Tyrone Corbin did make a change to his starting lineup on Monday. But it wasn't the one some expected.
As Earl Watson replaced Jamaal Tinsley in the first five, small forward Marvin Williams remained a starter despite his worst stretch since joining the Jazz via trade in the offseason.
"He knows I bring more to this team than offense," Williams said, "and I feel like that probably is why he has kept me in the lineup."
Because if offense were the only metric, there would be little defense of Williams although he made four of his first six shots against the Celtics and had 10 points at halftime.
If only the Jazz could capture that performance in a bottle.
"Either been hot or really cold," Williams said, "there's been no middle ground."
The likable veteran shot just 33 percent from the field in January, and entering Monday's game was on a 38 percent clip in February. His points per game have steadily decreased each month, from 9.7 in November to 5.8 this month.

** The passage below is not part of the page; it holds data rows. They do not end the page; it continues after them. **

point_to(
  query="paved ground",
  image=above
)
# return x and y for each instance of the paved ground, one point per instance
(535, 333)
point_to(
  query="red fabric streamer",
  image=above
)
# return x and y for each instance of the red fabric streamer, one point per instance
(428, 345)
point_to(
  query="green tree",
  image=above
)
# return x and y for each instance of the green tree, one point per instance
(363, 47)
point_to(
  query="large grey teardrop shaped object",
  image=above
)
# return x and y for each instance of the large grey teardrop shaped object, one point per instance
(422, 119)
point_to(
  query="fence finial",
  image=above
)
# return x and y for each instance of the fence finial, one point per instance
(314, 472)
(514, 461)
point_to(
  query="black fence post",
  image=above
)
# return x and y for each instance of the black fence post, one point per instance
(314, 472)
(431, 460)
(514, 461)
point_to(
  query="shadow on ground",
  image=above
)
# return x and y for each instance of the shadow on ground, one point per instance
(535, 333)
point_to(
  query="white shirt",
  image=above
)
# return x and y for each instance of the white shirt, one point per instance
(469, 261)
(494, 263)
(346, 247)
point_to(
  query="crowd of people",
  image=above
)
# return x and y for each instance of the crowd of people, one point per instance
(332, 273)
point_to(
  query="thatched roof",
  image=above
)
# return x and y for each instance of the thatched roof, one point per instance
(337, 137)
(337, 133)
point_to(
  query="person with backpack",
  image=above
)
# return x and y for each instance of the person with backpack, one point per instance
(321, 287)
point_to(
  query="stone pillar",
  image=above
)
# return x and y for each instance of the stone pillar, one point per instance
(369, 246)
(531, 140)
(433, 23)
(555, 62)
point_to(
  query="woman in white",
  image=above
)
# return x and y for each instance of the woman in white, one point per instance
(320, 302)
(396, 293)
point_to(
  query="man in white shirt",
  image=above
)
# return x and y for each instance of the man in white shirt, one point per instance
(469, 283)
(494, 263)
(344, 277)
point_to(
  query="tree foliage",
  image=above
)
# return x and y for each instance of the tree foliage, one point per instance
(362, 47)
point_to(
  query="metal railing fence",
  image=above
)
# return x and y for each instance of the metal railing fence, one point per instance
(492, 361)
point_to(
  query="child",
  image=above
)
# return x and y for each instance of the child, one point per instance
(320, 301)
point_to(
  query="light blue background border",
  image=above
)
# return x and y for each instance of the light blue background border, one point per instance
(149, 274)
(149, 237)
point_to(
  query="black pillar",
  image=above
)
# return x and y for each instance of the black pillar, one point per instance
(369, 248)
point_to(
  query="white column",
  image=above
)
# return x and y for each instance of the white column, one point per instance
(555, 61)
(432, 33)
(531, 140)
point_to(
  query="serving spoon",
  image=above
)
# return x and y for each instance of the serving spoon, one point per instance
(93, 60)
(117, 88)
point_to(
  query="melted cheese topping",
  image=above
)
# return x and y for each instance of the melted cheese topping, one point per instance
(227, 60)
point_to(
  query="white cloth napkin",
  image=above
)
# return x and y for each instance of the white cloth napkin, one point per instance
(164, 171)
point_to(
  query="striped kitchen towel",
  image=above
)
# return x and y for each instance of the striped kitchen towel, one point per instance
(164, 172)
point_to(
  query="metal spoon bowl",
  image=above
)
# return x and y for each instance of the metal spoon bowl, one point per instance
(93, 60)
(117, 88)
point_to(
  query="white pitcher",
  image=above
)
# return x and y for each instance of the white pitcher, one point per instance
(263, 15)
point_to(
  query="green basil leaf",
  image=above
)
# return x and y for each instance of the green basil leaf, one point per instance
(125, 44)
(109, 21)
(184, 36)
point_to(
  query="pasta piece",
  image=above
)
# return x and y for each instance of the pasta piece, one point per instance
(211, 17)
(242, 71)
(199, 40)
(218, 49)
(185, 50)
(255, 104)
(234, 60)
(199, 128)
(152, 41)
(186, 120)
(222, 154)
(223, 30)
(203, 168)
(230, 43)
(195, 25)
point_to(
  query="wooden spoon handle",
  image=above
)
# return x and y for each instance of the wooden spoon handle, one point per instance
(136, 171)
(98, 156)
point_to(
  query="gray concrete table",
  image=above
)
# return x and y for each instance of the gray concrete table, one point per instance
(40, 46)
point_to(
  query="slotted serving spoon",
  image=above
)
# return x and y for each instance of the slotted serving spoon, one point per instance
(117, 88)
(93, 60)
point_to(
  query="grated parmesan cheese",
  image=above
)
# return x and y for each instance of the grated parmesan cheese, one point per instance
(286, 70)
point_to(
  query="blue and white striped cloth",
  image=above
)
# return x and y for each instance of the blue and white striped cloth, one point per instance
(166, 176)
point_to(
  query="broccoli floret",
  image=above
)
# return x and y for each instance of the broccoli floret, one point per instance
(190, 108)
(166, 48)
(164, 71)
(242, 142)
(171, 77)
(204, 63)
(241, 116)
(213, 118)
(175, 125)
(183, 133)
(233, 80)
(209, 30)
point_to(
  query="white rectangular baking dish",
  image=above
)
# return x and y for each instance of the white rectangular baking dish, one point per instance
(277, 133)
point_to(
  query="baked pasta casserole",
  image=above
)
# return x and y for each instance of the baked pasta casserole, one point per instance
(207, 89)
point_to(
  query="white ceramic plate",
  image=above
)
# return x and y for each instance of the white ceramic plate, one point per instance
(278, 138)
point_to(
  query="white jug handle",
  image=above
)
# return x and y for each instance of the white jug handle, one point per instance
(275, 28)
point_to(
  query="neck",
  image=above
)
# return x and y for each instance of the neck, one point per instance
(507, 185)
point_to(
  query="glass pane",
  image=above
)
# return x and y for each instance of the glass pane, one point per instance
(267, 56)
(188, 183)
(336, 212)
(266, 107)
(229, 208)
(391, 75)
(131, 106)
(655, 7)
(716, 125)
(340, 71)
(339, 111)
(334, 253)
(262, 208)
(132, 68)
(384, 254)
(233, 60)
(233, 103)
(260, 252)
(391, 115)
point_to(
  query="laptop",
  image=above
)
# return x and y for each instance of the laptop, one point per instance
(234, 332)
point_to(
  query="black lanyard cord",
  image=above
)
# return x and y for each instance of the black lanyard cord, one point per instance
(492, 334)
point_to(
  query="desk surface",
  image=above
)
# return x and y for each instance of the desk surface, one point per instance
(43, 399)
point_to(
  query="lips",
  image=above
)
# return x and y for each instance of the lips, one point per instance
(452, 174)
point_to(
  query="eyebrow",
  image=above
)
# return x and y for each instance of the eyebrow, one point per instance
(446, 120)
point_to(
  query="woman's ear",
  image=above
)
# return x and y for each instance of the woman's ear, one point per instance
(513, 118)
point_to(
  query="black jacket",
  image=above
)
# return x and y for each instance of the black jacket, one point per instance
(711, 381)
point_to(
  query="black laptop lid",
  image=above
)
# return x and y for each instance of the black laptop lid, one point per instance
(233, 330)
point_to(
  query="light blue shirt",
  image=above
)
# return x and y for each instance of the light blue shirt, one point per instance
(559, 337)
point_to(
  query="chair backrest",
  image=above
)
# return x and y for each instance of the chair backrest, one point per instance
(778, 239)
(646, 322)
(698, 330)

It came to a head when he was 0 for 3 and scoreless in just 14 minutes Saturday against the Clippers.
"It's been an interesting stretch for me," Williams said, "to say the least. I don't know, man, I've just got to get better."
Unfortunately for Williams, this is not a unique trend in a career that peaked when he was drafted No. 2 overall by Atlanta in the 2005 draft. Since then, he has battled expectations and being labeled a flop.
"Throughout my career," he said, "it's been difficult, I've been so up and down at times. I've been really good, sometimes I've been really bad. So, it's been something I've been working with and I've got to get better."
Corbin said the Jazz considered replacing Williams in the starting lineup and that it is not off the table, but that "he's done some other things to help us."
"His defense has been good," Corbin said. "He's still made the right rotations and taking the right shots. The shots will fall he's a little frustrated about it, and he should be."
After being demoted to backup, Tinsley said he understood Corbin's decision to start Watson and that he didn't take it as a demotion or an insult.
"I've been around the block," Tinsley said, "so I understand the business, I understand everything. It is what it is."
However, Tinsley did contradict a piece of his coach's logic.
"He's a little banged up," Corbin said, "so we'll see tonight how much he'll play coming off [the bench]."
That he was hurt was news to Tinsley, who said, "I'm not banged up."
Tinsley started 32 games as a replacement for Mo Williams, who underwent surgery on his right thumb. In those games, he averaged 4.8 points and 5.4 assists. Watson missed the first 12 games of the season after offseason knee surgery. He averages 6.6 points and 4.5 assists per game.
Doc's a fan
Before he left EnergySolutions Arena, Celtics coach Doc Rivers may have just ducked out of the visitors' locker room, taken the stairs up to the concourse, stood in line at Fanzz and bought himself a Gordon Hayward jersey.
Yup, Doc's a fan. But not just any fan.
"My staff laughs and say I have a man-crush," Rivers said. "I just like the way he played. He's a rugged kid with skills and IQ. He's athletic."
In four career games against the Celtics, Hayward averages 12 points, five rebounds and 3.3 assists per game. But it's not the stats that jump out at Rivers.
"I thought he had the play of the year against us last year," River said, "when he blocked two dunks back to back. He's getting better and better. He's got to stay healthy, obviously, but he's a terrific player."